Berdasarkan keterangan tertulis uang sejumlah tersebut merupakan hasil penyelamatan keuangan negara dan penagihan denda administratif yang berhasil dikumpulkan Satgas PKH.

Sementara dari pantauan persiapan petugas di lokasi, disebutkan uang tersebut secara simbolis akan diserahkan kepada Menteri Keuangan (Menkeu) Purbaya Yudhi Sadewa dari Jaksa Agung ST Burhanuddin yang disaksikan Presiden Prabowo Subianto.

Sebelumnya Satuan Tugas Penertiban Kawasan Hutan (Satgas PKH) telah menagih denda kepada sejumlah perusahaan yang menanam sawit atau membuka tambang secara ilegal di kawasan hutan.

“Sudah dilakukan per hari ini terhadap 71 korporasi yang terdiri dari korporasi sawit dan tambang,” kata Ketua Tim Tenaga Ahli Jaksa Agung RI Barita Simanjuntak di Gedung Kejaksaan Agung, Jakarta, Senin (8/12/2025).
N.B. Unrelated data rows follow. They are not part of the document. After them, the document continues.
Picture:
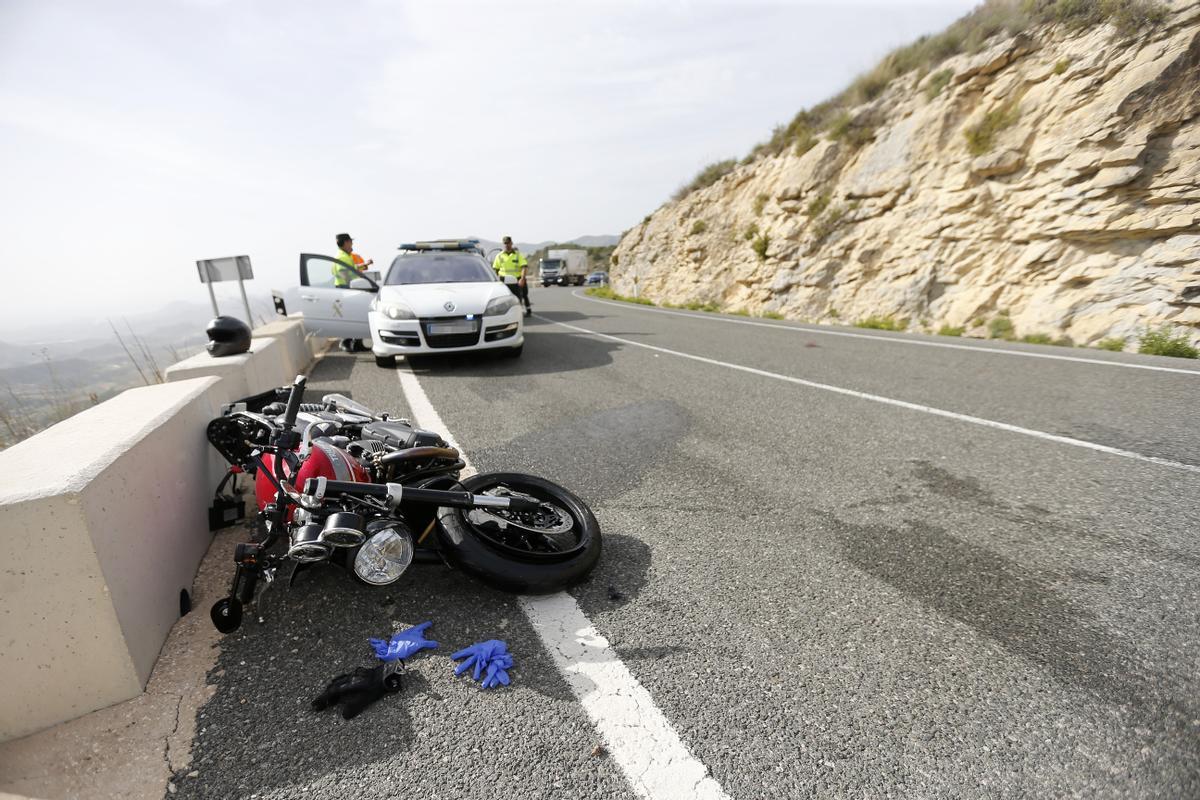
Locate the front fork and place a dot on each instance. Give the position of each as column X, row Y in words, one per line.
column 251, row 566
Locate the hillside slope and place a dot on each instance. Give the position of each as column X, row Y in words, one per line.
column 1053, row 178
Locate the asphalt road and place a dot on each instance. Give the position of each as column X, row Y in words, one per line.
column 826, row 595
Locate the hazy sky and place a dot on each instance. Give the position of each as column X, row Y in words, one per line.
column 138, row 137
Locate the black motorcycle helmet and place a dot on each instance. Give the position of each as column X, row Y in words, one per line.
column 227, row 336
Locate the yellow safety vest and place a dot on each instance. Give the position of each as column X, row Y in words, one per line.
column 342, row 276
column 509, row 265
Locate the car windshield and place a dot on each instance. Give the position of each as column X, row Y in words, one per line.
column 438, row 268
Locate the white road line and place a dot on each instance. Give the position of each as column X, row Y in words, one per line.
column 796, row 329
column 640, row 738
column 636, row 733
column 888, row 401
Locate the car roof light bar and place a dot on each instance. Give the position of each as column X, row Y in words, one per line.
column 443, row 244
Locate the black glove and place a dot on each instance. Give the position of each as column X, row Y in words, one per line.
column 360, row 689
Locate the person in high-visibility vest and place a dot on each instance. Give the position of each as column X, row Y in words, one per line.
column 511, row 266
column 347, row 256
column 345, row 270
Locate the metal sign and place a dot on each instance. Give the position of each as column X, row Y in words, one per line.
column 232, row 268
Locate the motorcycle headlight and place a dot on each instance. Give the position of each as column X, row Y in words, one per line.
column 501, row 305
column 395, row 311
column 384, row 557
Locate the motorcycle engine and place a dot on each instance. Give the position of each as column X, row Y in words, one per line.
column 401, row 437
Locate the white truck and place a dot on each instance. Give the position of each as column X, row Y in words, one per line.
column 564, row 268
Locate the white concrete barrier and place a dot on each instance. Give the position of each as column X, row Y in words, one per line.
column 277, row 353
column 298, row 347
column 103, row 521
column 103, row 524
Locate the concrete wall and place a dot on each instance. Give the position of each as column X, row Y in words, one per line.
column 103, row 521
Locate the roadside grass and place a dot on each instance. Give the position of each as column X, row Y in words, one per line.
column 1161, row 341
column 937, row 83
column 707, row 176
column 693, row 306
column 819, row 204
column 760, row 246
column 982, row 137
column 1001, row 328
column 969, row 34
column 828, row 222
column 1045, row 338
column 882, row 323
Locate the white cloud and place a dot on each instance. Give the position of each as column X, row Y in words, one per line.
column 144, row 136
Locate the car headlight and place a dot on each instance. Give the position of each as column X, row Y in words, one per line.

Tercatat ada 49 perusahaan sawit yang total dendanya diperkirakan Rp9,4 triliun. Dari 33 perusahaan yang hadir, terdapat 15 perusahaan yang sudah membayar dengan total Rp1,7 triliun, lima perusahaan siap membayar, dan ada 13 perusahaan yang mengajukan keberatan.